Share

2. Siapa Gadis Berkerudung Itu?

Rashel datang lalu duduk di dekatnya. David menoleh pada Rushel. Ia ingin menanyakan sesuatu padanya dan berdiskusi atas sikap yang akan diambilnya terhadap mahasiswi muslim yang dianggapnya merangsek ke kampusnya itu.

“Yah, bagaimana menurutmu jika kampusku kedatangan seorang gadis teroris?”

“Teroris?” tanya Rushel dengan heran.

“Maksudku, dia seorang muslim. Dia memakai pakaian panjang dan penutup kepala lebar.”

“Jubah dan kerudung?”

“Ah, ya.

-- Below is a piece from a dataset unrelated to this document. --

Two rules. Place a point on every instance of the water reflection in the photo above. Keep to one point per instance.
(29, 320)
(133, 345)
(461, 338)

Kurasa itu yang dimaksud Jardon.”

Rushel tak lantas menjawab. Ia berpikir sejenak. Setelah mendekatkan kursinya ke dekat tempat tidur David, ia pun berkata, “Apa menurutmu para biarawati gereja kita bisa disebut teroris hanya karena memakai jubah panjang dan kerudung?”

David terperanjat. Tak terpikirkan hal itu sebelumnya.

“Tapi dia muslim, Yah.”

“Dan kita Kristen,” jawab Rushel.

“Tapi, Yah ….”

“Istirahatlah, Anakku. Kesembuhanmu adalah yang terpenting,” pinta Rashel penuh harap.

David mengela napas.

“Aku tidak bisa membiarkan teroris belajar di kampusku. Kampusku berada dalam bahaya.”

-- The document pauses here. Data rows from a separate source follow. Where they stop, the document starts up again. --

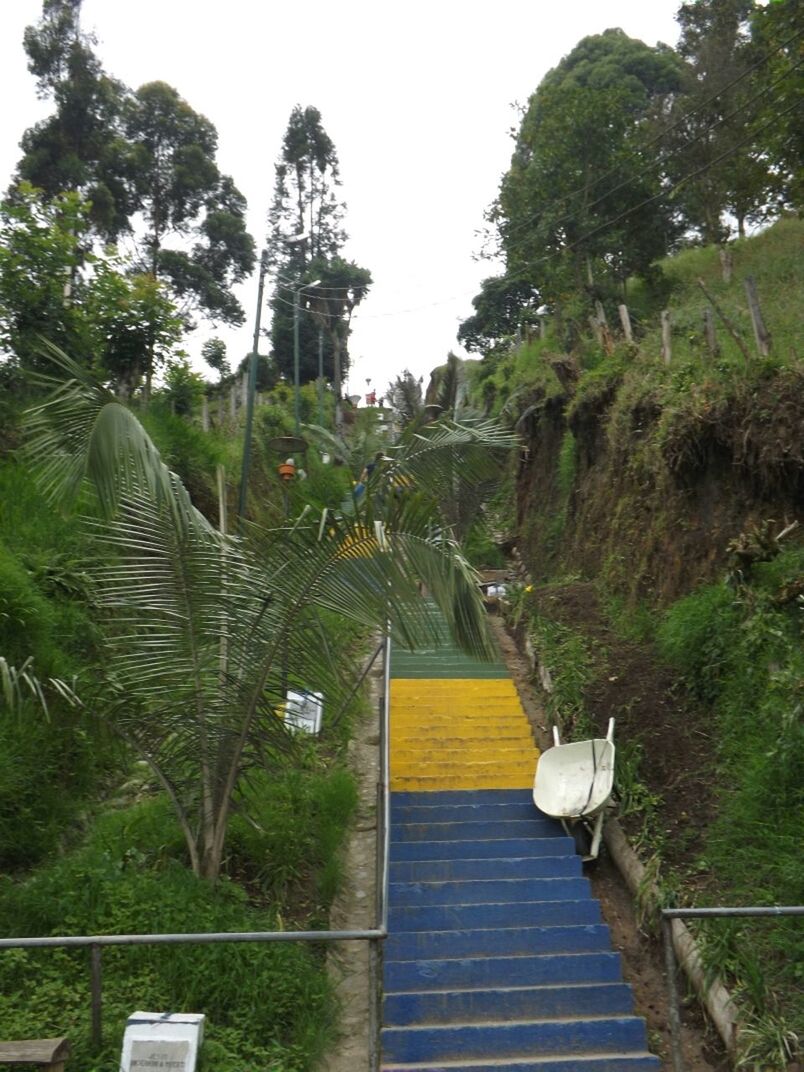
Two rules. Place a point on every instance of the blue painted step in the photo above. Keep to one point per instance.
(477, 850)
(488, 891)
(556, 865)
(457, 813)
(611, 1062)
(499, 941)
(473, 831)
(549, 1038)
(485, 971)
(509, 1003)
(521, 913)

Rushel tersenyum penuh kasih. “Anakku, pikirkanlah lagi. Teman barumu, mungkin saja memiliki keyakinan yang sama dengan keluarga biarawatimu sehingga ia mengenakan jubah dan kerudung.”

Wajah David segera diliputi tanda tanya. “Keyakinan?”

Rushel mengangguk pelan,“Bibel mengajarkannya, anakku. Korintus 11 ayat 5.”

David memandang ayahnya dengan penasaran.

“Tetapi tiap-tiap perempuan yang berdoa,” ucap Rusahel melanjutkan,”atau bernubuat dengan kepala yang tidak bertudung, menghina kepalanya, sebab ia sama dengan perempuan yang dicukur rambutnya.”

David terdiam.

Kemudian Rushel melanjutkan kata-katanya,”Lalu Korintus 11 ayat 13. Pertimbangkanlah sendiri, patutkah perempuan berdoa kepada Allah dengan kepala yang tidak bertudung? Dan St Tertulian dalam risalahnya “On The Veiling of Virgins” mengatakan, wanita muda … hendaklah engkau mengenakan kerudung saat berada di jalan, demikian pula hendaknya engkau mengenakan di dalam gereja, mengenakannya saat berada di antara orang asing dan mengenakannya juga saat berada di antara saudara laki-lakimu.”

David ingin protes, “Tapi dia bisa saja menyembunyikan sesuatu di balik kerudungnya yang besar itu, Yah. Hal semacam itu lumrah di dunia ketiga,” bantah David. “Afghanistan, Palestina, dan lainnya.”

Rushel menghela napas.

“Mintalah ampun pada Tuhan, Anakku,” ucap Rushel,“Bagaimana kau bisa berkata begitu sementara kau belum melihatnya dan kau tidak mengetahuinya secara pasti? Lagipula, negara-negara yang kau sebutkan itu adalah negara-negara yang sedang berperang. Setiap orang berhadapan dengan dua pilihan. Membunuh atau terbunuh.”

David terdiam.

“Berbaik-sangkalah,” Rushel berkata lembut,“berkasih-sayanglah. Itu tidak akan pernah merugikanmu. Kota kita adalah pusat pergerakan hak asasi manusia. Warga kotanya harus merasa malu jika mereka menginjak-injak identitas kotanya sendiri. Justitia omnibus.[1] Kau ingat itu, Dave?”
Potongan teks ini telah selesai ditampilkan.